7.3.1 In its Statement of Defence of 5 May 2015 and in its Reply to the Appellant’s Statement of 10 July 2015, the Respondent requested the following from the Panel:

1) To dismiss the appeal of the Appellant in front of CAS; 2) To dismiss all the arguments, actions and claims by the Appellant; and 3) To order the Appellant to pay the costs the Respondent had incurred for the procedure in front of CAS.

7.3.2 In support of its requests for relief, the Respondent submitted as follows:

a) On 28 September 2012, the Club paid to the Player the amount of EUR 28,075 covering all the outstanding amounts regarding salaries, rents, car, etc. until 30 September 2012.

b) When receiving this amount, the Player signed a receipt in the English language recognising that the payment was made in “Full settlement of any amount due until 30/9/12. Salary of August and September, airtickets, rents, car etc”.

c) The Player also signed receipts like this one when receiving previous payments from the Club.

d) The Player never complained about the alleged missing payments of the August and September salaries when terminating the contractual relationship between the Parties in order to claim unreasonable compensation from the Club.

e) Furthermore, the Player failed to prove that the paid amount of EUR 28,075 represented something other than the settlement of the salaries for the months of August and September 2012.

f) As such, the Player had received payment in full and final settlement of any outstanding amount until 30 September 2012, for which reason the Panel should reject the Player’s claim regarding the alleged partially outstanding amount regarding the August and September salaries.

g) With regard to payment of salaries and salary supplements for the months of October 2012 to January 2013, the Club had never refused to pay the Player the amounts outstanding as of October 2012 within the deadline of the “grace period” of 90 days as provided by the Contract and the Agreement.

h) However, the fact that the Player left Cyprus on November 2012 was undisputed by the Player during the procedure before the FIFA DRC, and any further arguments which are submitted by the Player before CAS are rejected as inadmissible by the Club.

i) Based on these circumstances, the decision of the FIFA DRC in the Decision regarding payment of salaries etc. as of October 2012 is fair and reasonable.

j) The same goes for the decision by the FIFA DRC regarding the termination of the contractual relationship by the Player on 25 January 2013, which was without just cause.

k) It was provided by the Contract and the Agreement, respectively, that the monthly instalments were due on the 31 st day of each month with a grace period of 90 days.

l) Therefore, it was mutually agreed between the Parties that the monthly payments would be made on the last day of each consecutive month with a grace period of 90 days within which payment would still be timely.

m) The grace period was included in the said Contracts by mutual consent of the Parties according to the principle of contractual freedom, and the Contracts with their legal and binding consequences had therefore been accepted by the Appellant.

n) The Appellant was fully aware of the existence of the grace period since he signed both the Contract and the Agreement.

o) The grace period was applicable to all the monthly installments.

p) Furthermore, the Appellant was used to being paid in this manner for a long time without complaint.

q) According to CAS jurisprudence “if the Appellant did not at the time consider the belated payments to be a significant breach then this fact cannot on its own later constitute a valid reason for the termination of the Contract.
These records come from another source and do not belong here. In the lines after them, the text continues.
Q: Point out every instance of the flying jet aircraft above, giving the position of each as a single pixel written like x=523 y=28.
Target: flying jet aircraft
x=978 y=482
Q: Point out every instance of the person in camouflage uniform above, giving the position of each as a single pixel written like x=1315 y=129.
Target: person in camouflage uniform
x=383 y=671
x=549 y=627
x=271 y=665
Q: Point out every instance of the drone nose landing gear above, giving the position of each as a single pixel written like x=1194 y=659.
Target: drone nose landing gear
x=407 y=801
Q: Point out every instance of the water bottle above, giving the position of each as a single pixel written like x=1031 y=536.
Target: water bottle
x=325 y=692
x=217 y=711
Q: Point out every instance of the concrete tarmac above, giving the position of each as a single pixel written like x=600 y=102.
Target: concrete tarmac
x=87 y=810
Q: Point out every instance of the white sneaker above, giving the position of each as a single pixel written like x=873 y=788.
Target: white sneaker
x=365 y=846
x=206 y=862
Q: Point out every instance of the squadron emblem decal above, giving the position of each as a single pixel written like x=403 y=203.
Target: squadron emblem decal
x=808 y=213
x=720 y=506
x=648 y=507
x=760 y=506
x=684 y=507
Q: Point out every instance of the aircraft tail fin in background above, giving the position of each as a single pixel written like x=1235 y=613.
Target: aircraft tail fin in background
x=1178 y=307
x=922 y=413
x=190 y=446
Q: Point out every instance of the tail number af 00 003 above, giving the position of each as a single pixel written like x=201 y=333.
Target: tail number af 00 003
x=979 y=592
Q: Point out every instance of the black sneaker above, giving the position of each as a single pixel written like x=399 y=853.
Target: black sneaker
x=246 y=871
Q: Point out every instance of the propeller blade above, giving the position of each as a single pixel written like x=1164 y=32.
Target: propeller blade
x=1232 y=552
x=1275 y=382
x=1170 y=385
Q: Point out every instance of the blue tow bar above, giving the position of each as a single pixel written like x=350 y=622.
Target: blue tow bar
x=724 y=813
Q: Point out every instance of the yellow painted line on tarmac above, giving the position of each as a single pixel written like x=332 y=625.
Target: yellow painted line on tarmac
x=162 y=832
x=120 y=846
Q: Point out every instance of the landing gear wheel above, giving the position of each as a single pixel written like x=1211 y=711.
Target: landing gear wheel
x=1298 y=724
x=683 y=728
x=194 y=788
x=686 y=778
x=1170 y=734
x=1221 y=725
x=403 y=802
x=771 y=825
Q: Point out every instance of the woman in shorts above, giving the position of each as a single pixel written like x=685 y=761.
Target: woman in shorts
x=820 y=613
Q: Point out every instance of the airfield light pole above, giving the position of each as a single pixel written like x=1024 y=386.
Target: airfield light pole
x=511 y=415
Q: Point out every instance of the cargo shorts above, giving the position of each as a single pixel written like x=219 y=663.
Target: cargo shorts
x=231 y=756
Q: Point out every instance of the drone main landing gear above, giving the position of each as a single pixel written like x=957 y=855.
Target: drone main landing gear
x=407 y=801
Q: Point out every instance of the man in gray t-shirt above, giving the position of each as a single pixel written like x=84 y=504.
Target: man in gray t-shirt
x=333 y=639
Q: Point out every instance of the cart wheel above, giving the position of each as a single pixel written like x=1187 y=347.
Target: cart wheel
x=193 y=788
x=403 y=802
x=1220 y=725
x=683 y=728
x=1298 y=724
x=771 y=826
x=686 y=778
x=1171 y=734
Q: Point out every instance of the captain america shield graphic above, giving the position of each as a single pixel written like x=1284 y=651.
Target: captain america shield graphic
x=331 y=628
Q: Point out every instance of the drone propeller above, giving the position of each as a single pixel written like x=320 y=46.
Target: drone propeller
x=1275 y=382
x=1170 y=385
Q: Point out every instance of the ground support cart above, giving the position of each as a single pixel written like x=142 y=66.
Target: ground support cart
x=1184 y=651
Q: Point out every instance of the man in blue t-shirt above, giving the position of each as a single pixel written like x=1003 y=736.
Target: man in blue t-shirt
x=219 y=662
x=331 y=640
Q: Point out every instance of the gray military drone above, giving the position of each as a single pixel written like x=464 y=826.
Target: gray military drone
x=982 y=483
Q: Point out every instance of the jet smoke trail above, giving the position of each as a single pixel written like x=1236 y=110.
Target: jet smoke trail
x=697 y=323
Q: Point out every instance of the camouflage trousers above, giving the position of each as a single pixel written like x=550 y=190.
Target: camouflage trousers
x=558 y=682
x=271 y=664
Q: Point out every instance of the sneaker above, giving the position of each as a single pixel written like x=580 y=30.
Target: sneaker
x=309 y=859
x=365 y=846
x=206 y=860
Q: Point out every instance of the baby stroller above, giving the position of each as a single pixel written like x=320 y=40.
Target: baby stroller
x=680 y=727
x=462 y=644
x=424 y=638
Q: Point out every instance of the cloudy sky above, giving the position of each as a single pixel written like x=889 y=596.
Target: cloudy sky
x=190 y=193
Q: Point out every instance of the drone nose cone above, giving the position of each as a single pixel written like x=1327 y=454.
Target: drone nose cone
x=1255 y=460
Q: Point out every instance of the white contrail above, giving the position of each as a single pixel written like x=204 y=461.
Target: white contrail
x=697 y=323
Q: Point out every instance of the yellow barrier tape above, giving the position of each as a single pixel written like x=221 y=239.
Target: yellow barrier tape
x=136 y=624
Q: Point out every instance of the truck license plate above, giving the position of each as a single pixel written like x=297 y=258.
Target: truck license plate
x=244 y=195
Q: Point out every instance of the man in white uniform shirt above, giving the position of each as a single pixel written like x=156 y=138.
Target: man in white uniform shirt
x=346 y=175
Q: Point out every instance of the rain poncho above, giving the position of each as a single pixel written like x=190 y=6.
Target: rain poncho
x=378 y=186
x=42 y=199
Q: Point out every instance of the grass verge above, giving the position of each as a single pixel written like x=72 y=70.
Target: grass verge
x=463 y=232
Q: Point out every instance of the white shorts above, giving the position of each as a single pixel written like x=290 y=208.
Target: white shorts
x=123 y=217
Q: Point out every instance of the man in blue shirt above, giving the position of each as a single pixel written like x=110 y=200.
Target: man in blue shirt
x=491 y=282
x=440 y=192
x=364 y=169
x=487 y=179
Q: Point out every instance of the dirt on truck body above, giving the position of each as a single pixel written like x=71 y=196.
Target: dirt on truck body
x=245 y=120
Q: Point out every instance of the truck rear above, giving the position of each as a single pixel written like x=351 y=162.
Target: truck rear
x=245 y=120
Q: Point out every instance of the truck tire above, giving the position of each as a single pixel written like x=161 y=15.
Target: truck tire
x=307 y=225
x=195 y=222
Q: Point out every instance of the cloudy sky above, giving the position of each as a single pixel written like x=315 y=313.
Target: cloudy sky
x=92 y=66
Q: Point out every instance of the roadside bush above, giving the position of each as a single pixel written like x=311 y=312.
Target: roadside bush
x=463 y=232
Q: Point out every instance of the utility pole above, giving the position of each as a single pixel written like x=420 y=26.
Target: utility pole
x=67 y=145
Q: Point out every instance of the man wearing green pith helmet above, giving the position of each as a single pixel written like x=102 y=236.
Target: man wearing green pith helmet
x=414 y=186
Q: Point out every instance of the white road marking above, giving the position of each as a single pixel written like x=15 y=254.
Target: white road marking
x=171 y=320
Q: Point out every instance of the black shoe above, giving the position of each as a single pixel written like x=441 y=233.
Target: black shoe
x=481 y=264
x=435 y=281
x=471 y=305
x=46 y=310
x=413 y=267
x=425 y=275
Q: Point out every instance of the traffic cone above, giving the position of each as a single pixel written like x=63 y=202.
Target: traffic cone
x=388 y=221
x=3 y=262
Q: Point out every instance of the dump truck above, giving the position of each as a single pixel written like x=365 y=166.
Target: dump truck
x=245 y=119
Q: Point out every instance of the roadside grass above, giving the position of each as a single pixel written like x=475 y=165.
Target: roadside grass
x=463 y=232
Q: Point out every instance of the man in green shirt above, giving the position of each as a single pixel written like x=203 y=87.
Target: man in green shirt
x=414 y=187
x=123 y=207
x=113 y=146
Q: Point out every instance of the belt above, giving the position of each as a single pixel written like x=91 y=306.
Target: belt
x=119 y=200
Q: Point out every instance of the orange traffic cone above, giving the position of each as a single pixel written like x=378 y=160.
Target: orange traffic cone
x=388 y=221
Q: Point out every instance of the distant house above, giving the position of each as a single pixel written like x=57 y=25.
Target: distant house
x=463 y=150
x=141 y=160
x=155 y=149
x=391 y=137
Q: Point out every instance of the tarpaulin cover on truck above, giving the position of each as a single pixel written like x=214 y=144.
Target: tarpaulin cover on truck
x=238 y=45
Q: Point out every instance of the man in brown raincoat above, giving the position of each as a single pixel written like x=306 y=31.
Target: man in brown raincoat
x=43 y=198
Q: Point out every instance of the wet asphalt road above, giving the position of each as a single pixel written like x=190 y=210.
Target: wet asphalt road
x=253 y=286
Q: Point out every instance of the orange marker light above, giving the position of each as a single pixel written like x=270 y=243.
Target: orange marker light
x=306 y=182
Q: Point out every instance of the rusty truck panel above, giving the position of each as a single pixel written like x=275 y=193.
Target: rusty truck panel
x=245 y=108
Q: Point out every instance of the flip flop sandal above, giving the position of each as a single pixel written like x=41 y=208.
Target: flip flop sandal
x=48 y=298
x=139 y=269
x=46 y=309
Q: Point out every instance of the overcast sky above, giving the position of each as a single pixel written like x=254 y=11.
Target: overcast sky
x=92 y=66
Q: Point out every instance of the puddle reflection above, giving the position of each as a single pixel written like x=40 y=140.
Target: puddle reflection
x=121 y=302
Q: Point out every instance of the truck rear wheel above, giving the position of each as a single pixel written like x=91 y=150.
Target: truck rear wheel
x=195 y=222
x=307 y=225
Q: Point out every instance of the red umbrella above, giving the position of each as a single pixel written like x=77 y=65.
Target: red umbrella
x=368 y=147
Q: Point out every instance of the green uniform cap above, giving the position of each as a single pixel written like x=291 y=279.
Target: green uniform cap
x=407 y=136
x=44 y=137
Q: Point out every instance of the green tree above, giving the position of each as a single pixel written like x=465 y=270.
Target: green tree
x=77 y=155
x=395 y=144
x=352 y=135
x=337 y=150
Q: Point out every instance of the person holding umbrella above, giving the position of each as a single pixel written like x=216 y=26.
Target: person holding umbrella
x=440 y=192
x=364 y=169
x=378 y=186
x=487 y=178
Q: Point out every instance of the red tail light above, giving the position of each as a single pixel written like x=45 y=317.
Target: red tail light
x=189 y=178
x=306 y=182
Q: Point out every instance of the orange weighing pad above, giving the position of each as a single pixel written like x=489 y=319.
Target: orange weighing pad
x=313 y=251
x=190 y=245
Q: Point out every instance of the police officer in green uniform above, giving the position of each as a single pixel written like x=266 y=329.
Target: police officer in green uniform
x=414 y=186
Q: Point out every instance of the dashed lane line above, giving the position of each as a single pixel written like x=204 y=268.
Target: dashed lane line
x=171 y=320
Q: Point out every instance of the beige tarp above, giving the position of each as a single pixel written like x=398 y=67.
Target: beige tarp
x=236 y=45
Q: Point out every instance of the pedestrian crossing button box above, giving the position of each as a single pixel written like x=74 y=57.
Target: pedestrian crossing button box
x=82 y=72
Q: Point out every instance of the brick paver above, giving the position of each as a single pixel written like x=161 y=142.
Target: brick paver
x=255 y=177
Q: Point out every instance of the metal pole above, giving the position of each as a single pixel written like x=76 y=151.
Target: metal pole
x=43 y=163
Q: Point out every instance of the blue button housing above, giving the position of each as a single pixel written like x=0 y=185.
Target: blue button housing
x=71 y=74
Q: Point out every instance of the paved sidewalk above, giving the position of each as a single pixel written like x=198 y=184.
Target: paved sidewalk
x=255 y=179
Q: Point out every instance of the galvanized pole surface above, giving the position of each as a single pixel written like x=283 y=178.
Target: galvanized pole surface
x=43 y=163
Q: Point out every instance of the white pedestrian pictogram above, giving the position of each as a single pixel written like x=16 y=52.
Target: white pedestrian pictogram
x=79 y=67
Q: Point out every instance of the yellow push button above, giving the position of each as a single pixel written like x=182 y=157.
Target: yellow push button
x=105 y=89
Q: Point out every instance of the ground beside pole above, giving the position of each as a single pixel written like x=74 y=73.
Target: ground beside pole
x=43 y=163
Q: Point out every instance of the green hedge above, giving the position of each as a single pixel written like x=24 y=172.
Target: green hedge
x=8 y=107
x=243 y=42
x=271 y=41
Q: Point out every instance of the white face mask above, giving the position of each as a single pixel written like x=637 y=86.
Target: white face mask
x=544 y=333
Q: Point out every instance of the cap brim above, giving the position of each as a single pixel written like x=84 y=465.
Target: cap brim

Instead the Appellant’s silence must be considered to be acceptance of the Respondent’s conduct, which would make it appear to be bad faith to justify termination of the Contract by reference to the belated payments”.

r) The Appellant terminated the contractual relationship between the Parties by letter of 25 January 2015, at which time none of the salaries for the months of October, November and December 2012 was outstanding, since all of them were payable on the last day of the respective month with a grace period of 90 days.

s) In any case, in the said letter the Appellant never specified his alleged claim.

t) According to Swiss case law, whether there is just cause for termination of a contract depends on the overall circumstances of the case. However, a just cause exists whenever the terminating party cannot in good faith be expected to continue the employment relationship.

u) Therefore, only a serious breach of a party’s obligation under an employment agreement may justify the immediate termination of a contract.

v) Considering the facts of this case, there was never any valid reason indicating that the termination of the contractual relationship by the Appellant was with just cause.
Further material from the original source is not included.